Quase sempre que se fala sobre a forma como o património e os museus lidam ou deviam lidar com períodos particularmente sensíveis, negros, da história de um país, o caso da Alemanha vem à conversa. O papel que teve na Segunda Guerra Mundial, e em particular o extermínio de milhões de pessoas determinado por Adolf Hitler e organizado pela cúpula militar do III Reich, e a maneira como o país tem vindo a confrontar-se com esse passado e a reflectir sobre ele nos últimos 75 anos são referências para o debate. 

Nuremberga, cidade-epicentro da Alemanha nazi que procurou reinventar-se depois de intensamente bombardeada em 1945, sem nunca procurar ocultar o lugar que ocupou na ascendência e fortalecimento do Partido Nacional-Socialista dos Trabalhadores Alemães, de Hitler, toma, uma vez mais, o centro da discussão em torno das condições de preservação de uma memória que ensombra o país e o mundo, com todos os dilemas éticos que ela implica.

Depois de 20 anos de debate, esta cidade da Baviera anunciou que vão ser gastos 85 milhões de euros em projectos de conservação dos espaços ligados ao nazismo, em particular o local onde, entre 1933 e 1938, Hitler fez os seus discursos racistas perante centenas de milhares de pessoas, noticiam as imprensas alemã e francesa.

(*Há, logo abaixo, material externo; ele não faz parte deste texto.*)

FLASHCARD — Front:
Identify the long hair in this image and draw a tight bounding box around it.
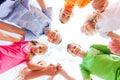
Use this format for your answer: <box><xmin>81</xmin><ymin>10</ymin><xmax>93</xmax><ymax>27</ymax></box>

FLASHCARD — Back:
<box><xmin>0</xmin><ymin>0</ymin><xmax>6</xmax><ymax>5</ymax></box>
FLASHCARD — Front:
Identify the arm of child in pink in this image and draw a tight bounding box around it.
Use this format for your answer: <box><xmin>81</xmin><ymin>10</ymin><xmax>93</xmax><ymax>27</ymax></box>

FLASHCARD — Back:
<box><xmin>109</xmin><ymin>38</ymin><xmax>120</xmax><ymax>56</ymax></box>
<box><xmin>0</xmin><ymin>31</ymin><xmax>22</xmax><ymax>42</ymax></box>
<box><xmin>0</xmin><ymin>21</ymin><xmax>25</xmax><ymax>36</ymax></box>
<box><xmin>26</xmin><ymin>60</ymin><xmax>46</xmax><ymax>70</ymax></box>
<box><xmin>47</xmin><ymin>76</ymin><xmax>54</xmax><ymax>80</ymax></box>
<box><xmin>25</xmin><ymin>65</ymin><xmax>58</xmax><ymax>80</ymax></box>
<box><xmin>37</xmin><ymin>0</ymin><xmax>47</xmax><ymax>10</ymax></box>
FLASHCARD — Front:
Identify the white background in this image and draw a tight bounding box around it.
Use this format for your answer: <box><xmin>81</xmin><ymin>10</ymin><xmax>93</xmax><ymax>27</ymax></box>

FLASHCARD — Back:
<box><xmin>0</xmin><ymin>0</ymin><xmax>118</xmax><ymax>80</ymax></box>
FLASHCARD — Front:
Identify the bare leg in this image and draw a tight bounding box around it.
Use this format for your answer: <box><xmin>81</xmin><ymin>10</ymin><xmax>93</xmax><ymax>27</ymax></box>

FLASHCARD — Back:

“Foi aqui que tudo começou: a destruição, a exclusão e, por fim, a Shoah”, disse a responsável pela cultura da cidade, Julia Lehner, aqui citada pela Agência France Presse (AFP), lembrando que foi Nuremberga o coração da propaganda nazi e que foi lá que, em 1935, foram promulgadas as leis contra os judeus.

Recorde-se que Hitler, chanceler entre 1933 e 1945, escolheu Nuremberga como a Cidade dos Congressos do Partido Nacional-Socialista, tendo planeado ali construir um imenso complexo, cujo desenho entregou ao principal arquitecto do III Reich, Albert Speer, capaz de transmitir os ideais de grandeza da sua Alemanha. 

A “monumentalidade” destas estruturas tinha por objectivo “demonstrar a superioridade da ideologia nazi”, disse ao diário francês Le Figaro o historiador Wolfgang Benz.

Desse complexo, cuja construção não ficou completa, destacam-se o Centro de Congressos, inacabado, onde está hoje um centro de documentação que tem em permanência desde 1984 Fascínio e Violência, uma exposição sobre os horrores do nazismo e de outros totalitarismos, e a tristemente célebre tribuna do Parque Zeppelin, palco das grandes paradas militares anuais — registadas em filmes que reflectem uma estética muito própria, com a assinatura de Leni Riefenstahl, há décadas objecto de estudo —, instrumentos de encenação do regime que tinham como ponto alto o discurso do Führer, feito a partir deste “púlpito” inspirado numa das jóias do mundo clássico, o altar de Pérgamo. 

Intervir neste cenário de paradas nazis, entretanto aberto à prática desportiva e a outras actividades de lazer, mas também a eventos musicais (lembra o Figaro que até Bob Dylan tocou ali em 1978), não é, naturalmente consensual, mas tornou-se necessário, argumenta o executivo que governa esta cidade da Baviera.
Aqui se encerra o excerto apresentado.